Tuesday, July 15, 2014

Tom Hanks Past Heyday Romance

I deleted so many emails off my Yahoo account the mail daemon booted me out of the system Monday morning. Today I kept going and have less in Yahoo than Gmail, able to envision how we are devolving on the environmental scale rather than advancing. I do not put Allison Joseph's transmissions in digest, and between her writing opportunity posts, Linked In, Examiner's editorial team, my Blogger account, twitter's desire for more enthusiastic participation, my cellular organization is mutating to fractal formulas, snacking tepidly on goat cheese and crackers. With age, all the symptoms with cerebral palsy that made me glance with some befuddlement at my physical therapist are now grilling with the sizzle of pork skin crisp, food regurgitation, tremors, my dislocated hip which Dr. Steele did not cut jack knifing, always interfering with my sexual comfort.

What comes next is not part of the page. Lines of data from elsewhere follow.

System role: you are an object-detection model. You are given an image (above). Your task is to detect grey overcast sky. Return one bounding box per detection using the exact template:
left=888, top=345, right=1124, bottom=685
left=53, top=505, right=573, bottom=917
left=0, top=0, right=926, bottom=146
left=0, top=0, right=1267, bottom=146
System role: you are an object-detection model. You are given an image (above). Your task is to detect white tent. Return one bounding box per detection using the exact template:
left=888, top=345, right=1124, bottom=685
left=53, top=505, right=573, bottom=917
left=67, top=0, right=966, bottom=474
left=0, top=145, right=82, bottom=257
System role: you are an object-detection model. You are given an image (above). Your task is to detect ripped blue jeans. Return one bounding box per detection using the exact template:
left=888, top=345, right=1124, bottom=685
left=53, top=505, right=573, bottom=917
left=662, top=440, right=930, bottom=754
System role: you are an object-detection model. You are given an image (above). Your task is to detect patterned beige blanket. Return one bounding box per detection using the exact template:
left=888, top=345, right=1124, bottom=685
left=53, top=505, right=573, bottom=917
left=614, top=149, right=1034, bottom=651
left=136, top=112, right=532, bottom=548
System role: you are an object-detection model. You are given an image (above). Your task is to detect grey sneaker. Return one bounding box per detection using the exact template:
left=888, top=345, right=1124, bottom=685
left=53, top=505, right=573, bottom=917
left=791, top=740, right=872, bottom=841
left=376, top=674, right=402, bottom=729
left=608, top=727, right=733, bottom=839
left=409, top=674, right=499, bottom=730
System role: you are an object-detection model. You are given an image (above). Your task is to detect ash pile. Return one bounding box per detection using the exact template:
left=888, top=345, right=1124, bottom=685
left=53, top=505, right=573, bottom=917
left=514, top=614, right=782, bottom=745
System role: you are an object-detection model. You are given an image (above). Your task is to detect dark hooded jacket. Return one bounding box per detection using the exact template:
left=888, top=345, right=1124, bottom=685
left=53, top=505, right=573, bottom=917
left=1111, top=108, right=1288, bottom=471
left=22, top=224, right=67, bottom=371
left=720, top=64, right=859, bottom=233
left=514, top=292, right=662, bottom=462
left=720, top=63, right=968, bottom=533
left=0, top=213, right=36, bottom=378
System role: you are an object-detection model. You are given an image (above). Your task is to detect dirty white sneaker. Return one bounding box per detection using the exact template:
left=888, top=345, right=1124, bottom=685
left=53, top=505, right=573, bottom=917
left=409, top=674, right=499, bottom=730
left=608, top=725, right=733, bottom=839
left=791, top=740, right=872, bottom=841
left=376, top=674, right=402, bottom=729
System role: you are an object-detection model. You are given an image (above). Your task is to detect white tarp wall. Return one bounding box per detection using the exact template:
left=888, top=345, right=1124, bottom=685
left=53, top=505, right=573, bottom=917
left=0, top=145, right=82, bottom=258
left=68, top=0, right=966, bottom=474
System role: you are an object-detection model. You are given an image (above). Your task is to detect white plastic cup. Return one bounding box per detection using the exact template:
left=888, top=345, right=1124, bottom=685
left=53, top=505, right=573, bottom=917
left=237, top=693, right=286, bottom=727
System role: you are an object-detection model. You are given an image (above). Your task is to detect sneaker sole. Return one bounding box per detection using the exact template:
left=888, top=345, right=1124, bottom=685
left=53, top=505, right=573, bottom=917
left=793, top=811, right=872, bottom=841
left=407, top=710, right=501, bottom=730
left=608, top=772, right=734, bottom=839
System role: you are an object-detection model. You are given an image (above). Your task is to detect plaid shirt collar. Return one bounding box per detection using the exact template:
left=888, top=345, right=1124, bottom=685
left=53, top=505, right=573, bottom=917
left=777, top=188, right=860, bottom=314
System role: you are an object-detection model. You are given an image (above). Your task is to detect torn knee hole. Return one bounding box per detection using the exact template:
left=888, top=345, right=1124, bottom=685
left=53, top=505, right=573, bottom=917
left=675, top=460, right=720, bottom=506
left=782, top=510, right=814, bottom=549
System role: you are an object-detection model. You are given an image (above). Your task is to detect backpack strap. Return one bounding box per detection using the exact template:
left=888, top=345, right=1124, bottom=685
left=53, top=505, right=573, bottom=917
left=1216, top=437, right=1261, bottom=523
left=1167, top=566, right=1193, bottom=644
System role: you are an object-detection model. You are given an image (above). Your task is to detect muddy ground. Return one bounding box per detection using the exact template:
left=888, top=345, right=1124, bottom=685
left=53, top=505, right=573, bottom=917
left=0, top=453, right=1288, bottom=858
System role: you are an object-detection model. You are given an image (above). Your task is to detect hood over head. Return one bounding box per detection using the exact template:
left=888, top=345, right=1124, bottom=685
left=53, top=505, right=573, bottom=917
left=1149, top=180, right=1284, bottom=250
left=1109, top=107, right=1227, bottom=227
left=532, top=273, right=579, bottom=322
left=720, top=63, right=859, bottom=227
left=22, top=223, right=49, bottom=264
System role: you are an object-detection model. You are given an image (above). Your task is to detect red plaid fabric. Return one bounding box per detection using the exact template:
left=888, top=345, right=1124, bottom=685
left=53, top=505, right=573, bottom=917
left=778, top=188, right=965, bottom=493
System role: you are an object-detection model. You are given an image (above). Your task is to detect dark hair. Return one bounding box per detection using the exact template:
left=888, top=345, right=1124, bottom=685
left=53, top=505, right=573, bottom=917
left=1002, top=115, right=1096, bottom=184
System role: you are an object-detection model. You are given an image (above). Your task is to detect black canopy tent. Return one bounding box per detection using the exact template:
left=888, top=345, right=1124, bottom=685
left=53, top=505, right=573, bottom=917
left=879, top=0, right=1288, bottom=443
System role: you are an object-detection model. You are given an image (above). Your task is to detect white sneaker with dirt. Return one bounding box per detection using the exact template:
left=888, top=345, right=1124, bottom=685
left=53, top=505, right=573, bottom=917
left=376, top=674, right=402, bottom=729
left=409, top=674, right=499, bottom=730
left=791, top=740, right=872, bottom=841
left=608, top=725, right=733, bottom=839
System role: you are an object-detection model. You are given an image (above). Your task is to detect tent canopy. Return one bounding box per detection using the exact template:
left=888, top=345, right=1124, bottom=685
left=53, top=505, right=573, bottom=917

I am not puking up my meals just yet. Loss of appetite, gradual, so fascist that my enthusiasm to sample the deceased Nadine deflated, with a reminder on why she won the Pulitzer, or the Nobel ,rather. Not that apartheid works, but neither does American egalitarianism. I want my own quiet studio on the largesse of family or other charitable person of affluence; somewhat attracted to my neighbor Tim down the hall I made a mistake, told him "I hate living here Tim; I come from an affluent family." Knock on my door if you're afraid, or ever need to talk.

"Well we could go out for coffee but I have the ex fiance below you know," grinning sheepishly. Never shall I impose myself on him here on the floor. Learned that lesson long ago. He always mentions that we have the same birthday, tickled by it. I get impatient with the mannerism, simple coincidence, but for white trash he'd be acceptable, walks, is more magnetic than the ailing brother, a man sharper and more flinty, perhaps gay. This is a mistake since I decided to find a tenant lawyer and litigate myself out. Still, could he as an able bodied male find me attractive? Does he? Unsure. He's been nice, bought kimmy presents. Acceptable, given how environment has malformed me, as opposed to polished, and if I sue myself out within 15 months, such speculative interest would undoubtedly extinguish with that minor episode in a failed disabled writer's minuscule travesty toward her own decomposition. One does not make love with other housing tenants. Bad karma.